Let $N_t \sim Pois(\lambda t)$ and condition on the event of $n$ arrivals in time $(0,t]$, i.e. $N_t=n$. Then it is relatively well known that the arrival times, $T_i$, are distributed like the order statistics of $n$ uniformly distributed RVs on $(0,t]$. That is $T_i \sim U_{(i)}$ where $U_{(i)}$ is the $i$-th order statistics of $n$ IID $\mathcal{U}(0,t)$ RVs, $U_1,\dotsc, U_n$ (e.g. $U_{(1)}:=\min\{U_1,\dotsc, U_n\}$, $U_{(n)}:=\max\{U_1,\dotsc, U_n\}$ and $U_{(i)}$ is the $i$-th smallest number of $\{U_1,\dotsc, U_n\}$).

Thus, we have $\mathbb{E}(T_i | N_t=n)=\mathbb{E}(U_{(i)})$, so it remains to compute these means in order to compute the expectation of $\bar{Y}_n=t-\frac{1}{n}(T_1+\dotsc +T_n).$ I will write out the full computation of $\mathbb{E}(U_{(1)})$ since by your comment these order statistics are unfamiliar but I will leave the rest for you to go through yourself.

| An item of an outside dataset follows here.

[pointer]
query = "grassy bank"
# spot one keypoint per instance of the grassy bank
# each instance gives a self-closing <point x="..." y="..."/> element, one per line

So, simply by the definition of minimum we have the following set equality, $$\{U_{(1)} \geq u\}=\{U_1 \geq u, \dotsc, U_n \geq u\},$$ hence, by the fact that all the $U_i$ are IID, $$\mathbb{P}(U_{(1)}\geq u)=\mathbb{P}(U_1 \geq u)^n=(1-u/t)^n.$$

Now we use the wonderful fact that for every non-negative random variable $X$, we may compute the expected value in an alternate fashion, as $\mathbb{E}(X)=\int \mathbb{P}(X\geq x) \mathrm{d}x,$ (omitting limits of integration for brevity), so that in this case, $$\mathbb{E}(U_{(1)})=\int_0^t (1-u/t)^n \mathrm{d}u=\frac{t}{n+1}.$$

Using an analogous argument we can compute $\mathbb{E}(U_{(n)})=\frac{nt}{n+1}$. Then, further, I claim $\mathbb{E}(U_{(i)})=\frac{it}{n+1}$ for all $i=1,2,\dotsc,n$. Thus, we see that (after some algebra) $$\mathbb{E}(T_1+\dotsc+T_n |N_t=n)=\mathbb{E}(U_{(1)}+\dotsc+U_{(n)})$$ $$=\frac{nt}{2},$$ from which it immediately follows that $\mathbb{E}(\bar{Y}_n | N_t=n)=t-\frac{t}{2}=\frac{t}{2}$. Now since this is just a constant independent of $N_t=n$, we finally get by the law of total expectation, $$\mathbb{E}(\bar{Y}_{N_t})=\mathbb{E}\mathbb{E}(\bar{Y}_{N_t} | N_t)=\frac{t}2,$$ just as user @Henry claimed by symmetry.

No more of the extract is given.